DataSets.jl
DataSets.jl copied to clipboard
Creating, deleting and updating datasets
We need some programmatic way to create datasets, to update their metadata and to delete them. Currently people need to manage this manually by writing TOML but clearly this isn't great.
API musings
One possibility is to overload the dataset() function itself with the ability to create a dataset. For example adding a create=true flag:
dataset("SomeData", create=true, tags=[...], description="some desc", other_args...)
dataset(project, "SomeData", create=true, tags=[...], description="some desc", other_args...)
Another idea would be to pass a verb along as a positional argument, such as
dataset("SomeData", :create; description="some desc", other_args...)
dataset("SomeData", :delete)
dataset("SomeData", :update, description="new desc")
With :read being the default verb. This allows us to reuse the exported dataset() function for all dataset-related CRUD operations.
But let's be honest this is little weird other than being economical with exported names. Perhaps I've been doing too much REST recently :-) Probably a better alternative would be to just have a function per operation:
DataSets.create("SomeData"; description="some desc", other_args...)
DataSets.delete("SomeData")
DataSets.update("SomeData", description="new desc")
update() is a bit of an odd one out of these operations — what if you wanted to delete some metadata? I guess we could pass something like description=nothing for deleting metadata items.
Which data project?
When creating a dataset it needs to be created within "some" data project. Presumably this would be the topmost project in the data project stack, or within a provided project if the project is supplied as the first argument.
Data ownership
Creation — and especially deletion — brings up an additional problem: How do we distinguish between data which is "owned" by a data project (so that the data itself should be deleted when the dataset is removed from the project), vs data which is merely linked to?
For existing data referenced on the filesystem this is particularly relevant. We don't want datasets() to delete somebody's existing data which they're referring to. But neither do we want DataSets.delete() to leave unwanted data lying around.
I think we should have an extra metadata key to distinguish between data which is managed-vs-linked-to by DataSets. Perhaps under the keys linked, or managed or some such. (Should this go within the storage section or not?)
This is something I would love to have! Manually writing updating TOML feels hackish and unreproducible at the moment. The create, delete and update syntax seems the best to me - I'd rather these operations be explicit.

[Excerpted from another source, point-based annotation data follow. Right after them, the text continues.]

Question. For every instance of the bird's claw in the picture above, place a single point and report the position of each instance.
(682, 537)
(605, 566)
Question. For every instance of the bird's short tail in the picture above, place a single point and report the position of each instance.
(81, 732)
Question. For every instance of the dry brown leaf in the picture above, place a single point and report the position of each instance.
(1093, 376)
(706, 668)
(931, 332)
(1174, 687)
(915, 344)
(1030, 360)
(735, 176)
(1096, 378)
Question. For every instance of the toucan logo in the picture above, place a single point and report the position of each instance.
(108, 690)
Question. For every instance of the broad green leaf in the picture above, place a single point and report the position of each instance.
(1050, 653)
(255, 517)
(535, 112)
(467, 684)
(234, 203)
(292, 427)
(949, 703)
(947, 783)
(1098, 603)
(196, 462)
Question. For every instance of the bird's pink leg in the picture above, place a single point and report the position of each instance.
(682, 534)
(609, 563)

Love the questions being asked here, but I would add another related to
When creating a dataset it needs to be created within "some" data project. Presumably this would be the topmost project in the data project stack, or within a provided project if the project is supplied as the first argument.
Should it data projects be made more transparent as well?
While I know the functions DataSets.ActiveDataProject & DataSets.DataProject are provided I honestly did not think about the concept of a Data Project when first using this package. Maybe something in the Data REPL to show the active project (My Data Project) data> would make this more obvious. Maybe we also provide a Data REPL command to list the ones DataSets.jl knows are available.
| command | alias | description |
|---|---|---|
projects |
proj |
list all available data projects |
project $name |
proj $name |
switch to $name data project |
Maybe something in the Data REPL to show the active project
We have this — I guess it's just badly named:
data> stack list
DataSets.StackedDataProject:
DataSets.ActiveDataProject:
(empty)
DataSets.TomlFileDataProject [/home/chris/.julia/datasets/Data.toml]:
📁 SomeDir => 302a6dd6-d9e1-4487-8919-c520f08165be
📄 SomeFile => 97633d9c-afa8-4437-abd9-320cb4fdb270
📁 TrueFX => aa21c966-563e-42fb-ac3d-edaa3bdf3652
📁 imagenet => e73ae172-eeb0-4417-b3e1-007d42918752
Alternatively, we could make data> ls just show the full stack in this format by default? (The downside there is that duplicate names can occur with the topmost data project taking precedence. Which is why I used the current format for ls where deduplication has already happened.)
Current data REPL docs do mention this, and the stack command is findable via tab completion. But clearly it should be more discoverable, somehow.
data> ?
DataSets Data REPL
====================
Press > to enter the data repl. Press TAB to complete commands.
Command Alias Action
–––––––––––––––– ––––––– –––––––––––––––––––––––––––––––––––––––––––––––––––
help ? Show this message
list ls List all datasets by name
show $name Preview the content of dataset $name
stack st Manipulate the global data search stack
stack list st ls List all projects in the global data search stack
stack push $path st push Add data project $path to front of the search stack
stack pop st pop Remove data project from front of the search stack
This works perfectly. My tired eyes / brain just looked right over it. Thanks for clarifying!